The associations between adolescent striatal-cingulate rsFC and childhood trauma and adult depression symptoms suggest this connectivity may be an early neurobiological risk factor for depression and that early life experience plays an important role. Increased VS-rACC connectivity may represent an over-regulatory response on the striatum, commonly reported in depression, and warrants further investigation.

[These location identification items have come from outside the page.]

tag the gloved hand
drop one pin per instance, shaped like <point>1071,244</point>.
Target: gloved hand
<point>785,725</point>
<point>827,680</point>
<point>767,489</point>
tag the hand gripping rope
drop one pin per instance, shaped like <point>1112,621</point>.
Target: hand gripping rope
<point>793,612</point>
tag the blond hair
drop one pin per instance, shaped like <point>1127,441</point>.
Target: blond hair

抑郁症是一个严重的公共卫生问题。确定抑郁症的生物心理社会风险因素对于制定有针对性的预防措施很重要。研究表明,在奖励处理过程中纹状体激活减弱是抑郁症的一个风险因素;然而,很少有前瞻性研究表明青少年时期与奖励相关的静息态功能连接(rsFC)是否能预测成年后的抑郁症状,以及这与已知的风险因素(例如,童年创伤)有何关系。
在基线时,66 名青少年(平均年龄 14.7 岁,标准差 1.4 岁,68%为女性)接受了 rsFC 磁共振成像检查,并完成了儿童抑郁量表(CDI)。在随访时(青少年扫描和成人随访之间的平均时间为 10.1 年,标准差为 1.6 年,平均成人年龄为 24.8 岁,标准差为 1.7 岁),参与者完成了童年创伤问卷(CTQ)和贝克抑郁量表第二版(BDI-2)。在中脑边缘奖励回路中计算节点之间的平均 rsFC:腹侧纹状体(VS)、前扣带皮层的额部(rACC)、内侧眶额皮质和腹侧被盖区。线性回归评估了 rsFC 与 BDI-2 和 CTQ 之间的相关性,同时控制了青少年 CDI、出生时分配的性别和扫描年龄(Bonferroni 校正)。
童年创伤越大,成年后抑郁症状越严重。青少年时期 VS-rACC 的 rsFC 越强,成年后抑郁症状越严重,童年创伤越大。
样本量小、抑郁严重程度有限和基于种子的方法是限制因素。
青少年纹状体-扣带 rsFC 与童年创伤和成年抑郁症状之间的关联表明,这种连接可能是抑郁的早期神经生物学风险因素,并且生命早期经历起着重要作用。增加的 VS-rACC 连接可能代表纹状体的过度调节反应,这在抑郁症中经常被报道,需要进一步研究。